Cette façon de copier est si prégnante en Chine qu'elle donne lieu à des détournement. Et l'Université de Hong Kong, par exemple, a dû publier à l'usage de tous ses étudiants un petit manuel, Qu'est-ce que le plagiat ? C'est qu'il est si courant là-bas (mais, avec l'usage de l'Internet, la plaie est devenue mondiale) de préparer exposés, cours, livres et articles originaux en copiant servilement des modèles plus ou moins bien choisis qu'il fallait réagir, et sévir. Pourtant ce n'est qu'une interprétation très superficielle des textes qui permettrait le plagiat. Si copier ce qui à l'évidence revient à un auteur est bien permis, c'est tout simplement parce que l'œuvre copiée est si connue que l'auteur y brille encore. Dans le plagiat, au contraire, l'auteur n'est pas cité, et le plagiaire fait tout pour qu'on l'ignore. Or les textes chinois sont clairs à ce propos : il faut absolument connaître et faire reconnaître l'auteur. Lü Buwei à nouveau : « La profondeur de l'étude repose sur le respect des maîtres [...] Si l'élève ne peut ni être transformé ni prêter attention à l'enseignement, mais fait selon son désir, alors l'espoir que son nom soit reconnu et sa personne en sécurité est comme ‘’tenir un objet pourri et vouloir sentir un parfum’’ ou ‘’avoir horreur d'être mouillé et aller à l'eau’’. » 4.孟夏紀 / 2.1. Le véritable plagiat est donc tout aussi condamné en Chine qu'en Occident.
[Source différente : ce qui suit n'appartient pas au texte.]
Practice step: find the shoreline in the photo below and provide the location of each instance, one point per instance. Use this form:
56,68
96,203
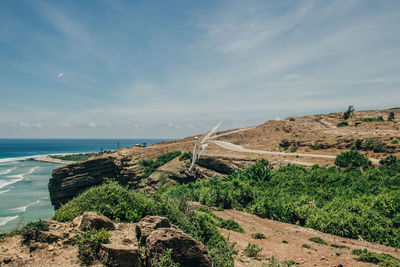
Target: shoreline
49,159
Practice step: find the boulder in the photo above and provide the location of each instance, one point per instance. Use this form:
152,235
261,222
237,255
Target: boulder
96,221
148,224
185,250
119,255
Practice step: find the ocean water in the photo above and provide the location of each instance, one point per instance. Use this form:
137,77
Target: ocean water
24,196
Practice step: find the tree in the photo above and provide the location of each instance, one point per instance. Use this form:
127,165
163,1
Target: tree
348,112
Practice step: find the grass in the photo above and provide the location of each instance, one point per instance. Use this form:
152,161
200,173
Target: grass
348,201
380,259
122,205
318,240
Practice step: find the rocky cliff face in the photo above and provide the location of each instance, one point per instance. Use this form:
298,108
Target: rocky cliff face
71,180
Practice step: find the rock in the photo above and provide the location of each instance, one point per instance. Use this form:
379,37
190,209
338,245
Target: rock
119,255
96,221
185,250
148,224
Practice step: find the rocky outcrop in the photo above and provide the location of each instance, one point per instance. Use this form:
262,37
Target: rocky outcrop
149,224
71,180
185,250
94,220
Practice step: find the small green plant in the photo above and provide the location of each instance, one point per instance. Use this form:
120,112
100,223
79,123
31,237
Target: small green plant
252,250
89,244
164,259
348,112
31,231
391,116
342,124
380,259
318,240
352,159
339,246
258,236
185,156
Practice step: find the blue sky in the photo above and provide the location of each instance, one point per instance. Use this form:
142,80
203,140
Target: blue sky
169,69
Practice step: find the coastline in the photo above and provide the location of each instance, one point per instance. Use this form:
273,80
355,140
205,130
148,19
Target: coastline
49,159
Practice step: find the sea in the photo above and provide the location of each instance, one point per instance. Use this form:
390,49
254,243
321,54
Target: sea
24,195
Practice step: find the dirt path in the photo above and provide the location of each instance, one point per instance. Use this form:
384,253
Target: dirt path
275,246
238,148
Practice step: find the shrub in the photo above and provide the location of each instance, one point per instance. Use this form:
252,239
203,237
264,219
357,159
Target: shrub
31,231
164,259
352,159
318,240
348,112
252,250
391,116
89,244
342,124
389,160
258,236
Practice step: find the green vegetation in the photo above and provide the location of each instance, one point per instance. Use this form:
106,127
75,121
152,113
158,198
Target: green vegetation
352,159
339,246
150,166
318,240
123,205
164,259
391,116
389,160
252,250
348,112
347,201
342,124
258,236
380,259
185,156
80,157
31,230
89,244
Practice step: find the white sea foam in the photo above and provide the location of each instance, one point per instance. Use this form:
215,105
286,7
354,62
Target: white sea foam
7,171
23,208
5,191
5,220
19,177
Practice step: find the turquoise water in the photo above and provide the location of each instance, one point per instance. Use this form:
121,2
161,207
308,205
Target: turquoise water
24,195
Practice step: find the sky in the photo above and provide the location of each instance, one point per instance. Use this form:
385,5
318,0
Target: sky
170,69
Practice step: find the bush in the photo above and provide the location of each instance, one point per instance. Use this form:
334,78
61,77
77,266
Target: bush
252,250
89,244
348,112
352,159
342,124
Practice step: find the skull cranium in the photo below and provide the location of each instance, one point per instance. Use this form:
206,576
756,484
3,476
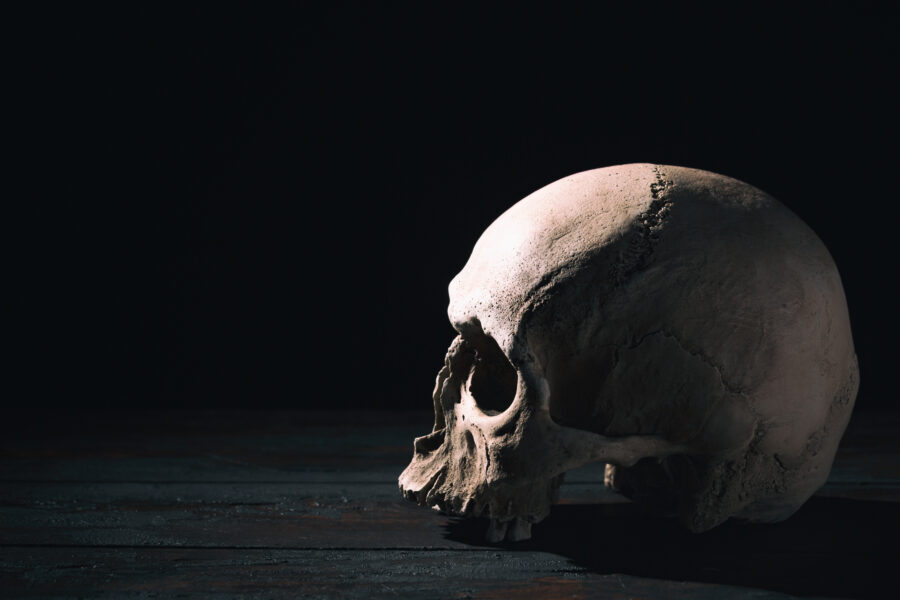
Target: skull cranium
678,325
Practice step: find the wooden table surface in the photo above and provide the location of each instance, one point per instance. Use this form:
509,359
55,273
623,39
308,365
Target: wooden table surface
305,505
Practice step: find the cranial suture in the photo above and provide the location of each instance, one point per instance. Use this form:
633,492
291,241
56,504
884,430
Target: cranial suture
682,327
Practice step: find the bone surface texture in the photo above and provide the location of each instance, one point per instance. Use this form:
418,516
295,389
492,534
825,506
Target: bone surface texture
682,327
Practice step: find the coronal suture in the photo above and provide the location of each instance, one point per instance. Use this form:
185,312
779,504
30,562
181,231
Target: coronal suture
683,327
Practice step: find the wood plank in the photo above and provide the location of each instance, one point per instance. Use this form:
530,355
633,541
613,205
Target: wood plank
373,516
203,573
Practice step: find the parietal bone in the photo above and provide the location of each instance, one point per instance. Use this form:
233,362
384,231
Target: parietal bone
682,327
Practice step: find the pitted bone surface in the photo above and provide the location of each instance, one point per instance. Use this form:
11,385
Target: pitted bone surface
681,326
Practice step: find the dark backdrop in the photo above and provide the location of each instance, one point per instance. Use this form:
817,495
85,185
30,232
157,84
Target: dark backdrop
226,207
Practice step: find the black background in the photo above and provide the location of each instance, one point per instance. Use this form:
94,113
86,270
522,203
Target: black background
226,207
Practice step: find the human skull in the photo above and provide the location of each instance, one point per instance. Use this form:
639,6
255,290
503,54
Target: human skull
680,326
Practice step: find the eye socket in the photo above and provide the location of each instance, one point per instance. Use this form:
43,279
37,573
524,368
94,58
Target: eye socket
492,380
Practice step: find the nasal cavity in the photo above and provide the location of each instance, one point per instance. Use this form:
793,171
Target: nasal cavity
492,379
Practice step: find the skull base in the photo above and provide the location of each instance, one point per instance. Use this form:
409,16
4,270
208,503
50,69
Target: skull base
680,326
L'intention maintenant. Les peintres académiques du XIXe siècle, qui ne sont pas si mauvais, plagiaient thèmes et même façon de peindre. Mais ce n'était pas par paresse, par désir lucratif, ou pour s'épargner le dur labeur de la feuille blanche chère à Mallarmé. Stravinski reprenait Pergolèse, ou réorchestrait Bach. Utiliser l'œuvre d'un géant pour la mettre en valeur et en découvrir des formes inattendues, inventer un nouveau style sont d'excellents prétextes à création. Un site commercial de détection du plagiat dans l'art écrit d'ailleurs : « l'originalité n'est que du plagiat pas encore détecté ! » Le vrai plagiat, celui qui est condamnable, est celui qui copie de façon servile, sans le dire, et pour tirer profit de l'inventivité de l'autre, sans le faire connaître.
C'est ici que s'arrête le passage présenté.